Donald R Keough is the former president of Coca-Cola, and one of multi-billionaire Warren Buffet's long-time friends. Distilling decades-long business experiences and observations from around the world, he wrote The Ten Commandments of Business Failure last year. The clarity, the brevity and the sheer common sense that the book puts forth could very well make it a thinking CEO's version of The Elements of Substance for Business.
Keough starts by saying that most businesses fail when they quit taking risks. If Min Bahadur Gurung had not taken risks to grow his one-room store at Bhatbhateni to a string of supermarkets to serve expanding middle class customers who'd drive to go shopping in urban areas, he would not have been the success he is today.
In Nepal though, since the tolerance for and acceptance of failure is low, it's better to take risks when there is evidence that opportunities are indeed increasing. The boom in housing industry, for instance, has enabled the interested to take risks in selling housing-related services such as setting up real estate marketing, computer animation, interior design and the like.
Another one of Keough's commandment for failure is that companies view their reputation and products with a combination of such arrogance and ignorance that they isolate themselves from the changing realities of the marketplace. This failure succeeds on two levels. First, Keough advises that those who run the company surround themselves 'with a collection of advisers and staff who are paid to think you are wonderful'. Second, over time, this 'bring me no bad news or else I will get angry' culture isolates the company from facing the harsh truth: paving the company's road to failure. By most accounts, this sort of culture took root at the troublesome Nepal Development Bank, whose heads routinely struck terror into the heart of those who dared to voice concerns that they did not like.
'Don't take time to think' is another recipe for failure in Keough's book. He cites Heisenberg uncertainty principle saying that it 'ensures that we cannot be certain of what we observe because what we observe is influenced by the very process of observing'. This is especially true when subordinates report to CEOs, who are likely to get the version of the truth they want and not the true version that exists out there. Managers who understand this do not react to everything that crosses their desks. Instead, they think, reflect, ask searching questions, and understand the nature of problems and mistakes before taking actions.

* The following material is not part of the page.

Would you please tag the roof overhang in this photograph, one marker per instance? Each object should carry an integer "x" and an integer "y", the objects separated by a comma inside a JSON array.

Keough cites examples of companies that did not do well when they sent mixed messages to employees and customers. True, there needs to be a basic system in place at any company. Such a system gives baseline predictability about what the company does and does not do. But too much of systemisation can lead to the management managing the company through bureaucracy, while too little systemisation leads to ad hoc decision-making processes that make it easier for some staff to ask for personal, rule-bending favours.
Keough's final advice for failure is to 'be afraid of the future'. Indeed, one of my greatest challenges as a manager is to stop staff members from over-remembering their past successes, and instead help them focus on next week's or next month's goals and opportunities that are yet to be realised. Facing the future is especially important in the media business, in which the demand for solid, first-rate journalism continues to be high while the supply of news outlets is abundantly free on the Internet.